I remember being hugely excited about gene therapy back in the 1990s. The idea of using an engineered virus to shuttle corrected genes directly into the genome was elegant and appealing, and came with the (perhaps naive) hope that once the vectors were worked out, there was plenty of low-hanging fruit that could be addressed through an essentially plug-and-play approach with different genes.

Over the next several years, gene therapy became associated with clinical failures, including the controversial death of Jesse Gelsinger from an infection linked to the adenovirus used to shuffle genes into his cells. For much of the 2000s, it was associated with...well, not much at all. It seemed like there wasn't a whole lot going on, at least to judge by the headlines.

It turns out that wasn't quite true, and now we seem to be in something of a gene therapy renaissance. The current IPO window has seen the launch of Applied Genetic Technologies Corp. (AGTC, in March), uniQure (in February), Celladon (in January), and bluebird bio (last summer). None have been stunning in terms of post-IPO performance, but all except uniQure, they still trade above their debut price. (That's somewhat ironic, since uniQure has the world's only commercial gene therapy—Glybera, which was approved last year in Europe for the treatment of lipoprotein lipase deficiency.)

Spark Therapeutics, Juno Therapeutics, and Editas Medicine are among the more notable gene therapy companies to have raised big venture capital sums in the past year. And this month we can add a new company to the list: Lysogene—which this month raised $22 million to forward its gene therapy platform. Lysogene's strategy is to introduce corrected genes directly into the brain, initially with a focus on Sanfilippo syndrome Type A, a lysosomal storage disease.

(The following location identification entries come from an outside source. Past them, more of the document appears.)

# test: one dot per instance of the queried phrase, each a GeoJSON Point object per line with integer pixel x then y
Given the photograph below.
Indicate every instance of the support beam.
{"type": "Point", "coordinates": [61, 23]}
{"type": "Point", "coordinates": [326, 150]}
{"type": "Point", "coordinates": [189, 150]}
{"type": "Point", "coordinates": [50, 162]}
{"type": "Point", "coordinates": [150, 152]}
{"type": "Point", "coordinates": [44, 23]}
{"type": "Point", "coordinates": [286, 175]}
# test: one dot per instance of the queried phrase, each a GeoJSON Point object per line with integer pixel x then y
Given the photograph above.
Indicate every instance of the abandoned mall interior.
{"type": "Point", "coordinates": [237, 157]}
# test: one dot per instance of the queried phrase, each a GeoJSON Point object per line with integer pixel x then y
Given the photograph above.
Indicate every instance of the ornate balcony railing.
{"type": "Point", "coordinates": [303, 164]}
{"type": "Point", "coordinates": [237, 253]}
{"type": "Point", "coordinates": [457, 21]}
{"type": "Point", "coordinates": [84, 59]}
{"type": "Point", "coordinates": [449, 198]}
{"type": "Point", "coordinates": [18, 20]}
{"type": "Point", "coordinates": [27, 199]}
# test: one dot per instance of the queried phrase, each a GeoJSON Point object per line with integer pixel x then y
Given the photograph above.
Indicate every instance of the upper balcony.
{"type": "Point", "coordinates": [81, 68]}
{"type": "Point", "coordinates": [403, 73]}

Lysogene's focus perfectly sums up the new direction gene therapy has taken. The resurgent interest owes a large debt to the embrace of rare disease drugs as commercially viable. That means companies are less tied to going after the biggest prizes and have more flexibility to focus gene therapy to areas where an immune response is not an issue—specifically the eyes (Spark, GenSight Biologics, NightstaRx) and the brain (Lysogene, bluebird, Voyager Therapeutics). That's a stark contrast to the early approach, which was to go after the most widespread genetic illnesses, like cystic fibrosis.

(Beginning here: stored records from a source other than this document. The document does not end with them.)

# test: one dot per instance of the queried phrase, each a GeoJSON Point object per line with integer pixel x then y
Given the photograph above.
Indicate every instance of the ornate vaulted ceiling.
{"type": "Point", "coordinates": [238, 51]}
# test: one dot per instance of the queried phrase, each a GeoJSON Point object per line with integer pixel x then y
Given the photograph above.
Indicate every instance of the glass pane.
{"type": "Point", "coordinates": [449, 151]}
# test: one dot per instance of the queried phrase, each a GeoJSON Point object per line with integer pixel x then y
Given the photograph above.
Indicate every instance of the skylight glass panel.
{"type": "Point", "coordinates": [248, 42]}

All this progress, however, has attracted more attention—and competition—to the sector. Earlier this month, Regeneron announced a gene therapy collaboration with Avalanche Biotechnologies focused on—surprise, surprise—ophthalmologic diseases. The deal carries a high $640 million headline number, although with eight potential targets involved, the upfront may be relatively small (it was undisclosed). Still, Regeneron's interest in gene therapy follows on the heels of BioMarin Pharmaceuticals move into the sector, which began last year when the company licensed a hemophilia program from University College London and St. Jude Children's Research Hospital. (The company selected an IND candidate from the program earlier this year.) Novartis has had a hand in gene therapy ever since the 1990s, but has lately upped the ante, with the report this past December of some stunning success in a gene transfer technology to engineer T cells to attack leukemia. The drug, CTL019, could be on the market as soon as 2016 and become the first anti-cancer gene therapy.

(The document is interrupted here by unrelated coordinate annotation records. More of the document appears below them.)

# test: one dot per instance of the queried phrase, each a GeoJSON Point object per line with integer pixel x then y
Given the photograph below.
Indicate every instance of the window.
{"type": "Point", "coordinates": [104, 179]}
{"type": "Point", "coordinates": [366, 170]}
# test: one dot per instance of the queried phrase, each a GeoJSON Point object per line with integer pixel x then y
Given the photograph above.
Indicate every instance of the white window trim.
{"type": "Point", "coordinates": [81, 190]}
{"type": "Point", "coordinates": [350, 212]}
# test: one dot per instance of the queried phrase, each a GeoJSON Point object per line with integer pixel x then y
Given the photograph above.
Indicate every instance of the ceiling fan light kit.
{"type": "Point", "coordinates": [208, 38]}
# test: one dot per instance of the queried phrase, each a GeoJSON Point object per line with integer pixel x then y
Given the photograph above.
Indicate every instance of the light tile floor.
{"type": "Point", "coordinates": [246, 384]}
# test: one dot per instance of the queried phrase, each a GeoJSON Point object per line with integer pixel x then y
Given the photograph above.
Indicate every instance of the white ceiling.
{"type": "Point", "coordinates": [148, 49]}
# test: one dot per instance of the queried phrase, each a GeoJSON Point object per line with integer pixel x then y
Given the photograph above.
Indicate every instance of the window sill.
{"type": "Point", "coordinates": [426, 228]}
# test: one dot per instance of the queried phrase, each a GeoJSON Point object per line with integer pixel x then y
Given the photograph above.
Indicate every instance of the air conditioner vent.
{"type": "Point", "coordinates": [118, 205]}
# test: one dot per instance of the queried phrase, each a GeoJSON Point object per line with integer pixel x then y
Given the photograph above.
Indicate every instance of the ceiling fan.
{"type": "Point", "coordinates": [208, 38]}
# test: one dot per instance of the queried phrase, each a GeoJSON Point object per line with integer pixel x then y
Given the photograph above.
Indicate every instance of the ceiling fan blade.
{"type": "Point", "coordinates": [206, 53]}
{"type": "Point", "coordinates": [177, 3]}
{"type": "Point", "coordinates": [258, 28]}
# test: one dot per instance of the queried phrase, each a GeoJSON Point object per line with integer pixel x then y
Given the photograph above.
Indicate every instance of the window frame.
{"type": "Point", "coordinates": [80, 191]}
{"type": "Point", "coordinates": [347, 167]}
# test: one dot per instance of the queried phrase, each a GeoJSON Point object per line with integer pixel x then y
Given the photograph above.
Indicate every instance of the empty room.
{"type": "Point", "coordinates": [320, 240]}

Of course, gene therapy isn't the only therapeutic modality pioneered decades ago, seemingly forgotten, and then reborn. Antisense and its offshoot RNAi have also been marking major progress recently, with a commercial approval and many more products seemingly posed for success in the near-future. Antisense has an even longer pedigree than gene therapy (the concept actually goes back to the 1970s, while Ron Crystal's pioneering adenoviral work didn't begin until the late 1980s). The long road each has followed says something about the relative amounts of inspiration and perspiration required to bring groundbreaking new therapeutic approaches to fruition. I hope the next few years sees major commercial success for both these technologies. We can throw a huge '80s party—Rubik's cubes, vinyl albums, and drugs we never thought would see the light of day.

Where do scientists come from?

By the way, here's an interesting article if you haven't read it: Bruce Booth (of Atlas Capital) over at the LifeScienceVC blog talks about drug discovery talent and where it comes from. The main gist is that it takes a really long time to become truly adept in the multidisciplinary skills required for success in drug development. Being a brilliant post-doc doesn't cut it; you also need years in the field to gain hard-won experience, integrate "soft" learnings with hard science, and become R&D street-smart.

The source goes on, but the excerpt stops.